Haddad defende investigação da PF sobre Banco Master e liga caso a Bolsonaro
Haddad defende investigação da PF sobre Banco Master

O ex-ministro da Fazenda e pré-candidato ao governo de São Paulo, Fernando Haddad (PT), defendeu nesta sexta-feira (19) a investigação da Polícia Federal sobre o Banco Master, afirmando que é necessário apurar 'onde quer que os tentáculos do Banco Master tenham chegado'. A declaração foi dada durante entrevista à BandNews, após a operação que atingiu o senador Jaques Wagner (PT-BA), líder do governo Lula no Senado.

Investigação e ligação com Bolsonaro

Haddad também tentou atrelar o caso ao governo do ex-presidente Jair Bolsonaro (PL). Segundo ele, as irregularidades no Banco Master começaram durante a gestão de Bolsonaro. 'É essencial que a investigação vá a fundo, independentemente de quem seja atingido. O que não podemos é permitir que crimes fiquem impunes', declarou.

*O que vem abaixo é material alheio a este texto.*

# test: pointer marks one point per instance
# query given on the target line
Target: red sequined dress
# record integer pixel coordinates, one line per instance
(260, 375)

O senador Jaques Wagner é alvo da Operação Compliance Zero, deflagrada pela Polícia Federal, que investiga suposto recebimento de vantagens indevidas por parte do parlamentar. A operação cumpre mandados de busca e apreensão em endereços ligados a Wagner e a outras pessoas investigadas.

Banner largo do Pickt — app de listas de compras colaborativas para Telegram

Repercussão política

A declaração de Haddad gerou reações imediatas no meio político. Apoiadores do governo Lula elogiaram a postura do ex-ministro, enquanto opositores criticaram a tentativa de ligar o caso a Bolsonaro. O senador Jaques Wagner ainda não se manifestou publicamente sobre as acusações.

A Polícia Federal informou que as investigações continuam e que novas medidas podem ser tomadas nos próximos dias. O Banco Master, por sua vez, afirmou em nota que está colaborando com as autoridades e que confia na apuração dos fatos.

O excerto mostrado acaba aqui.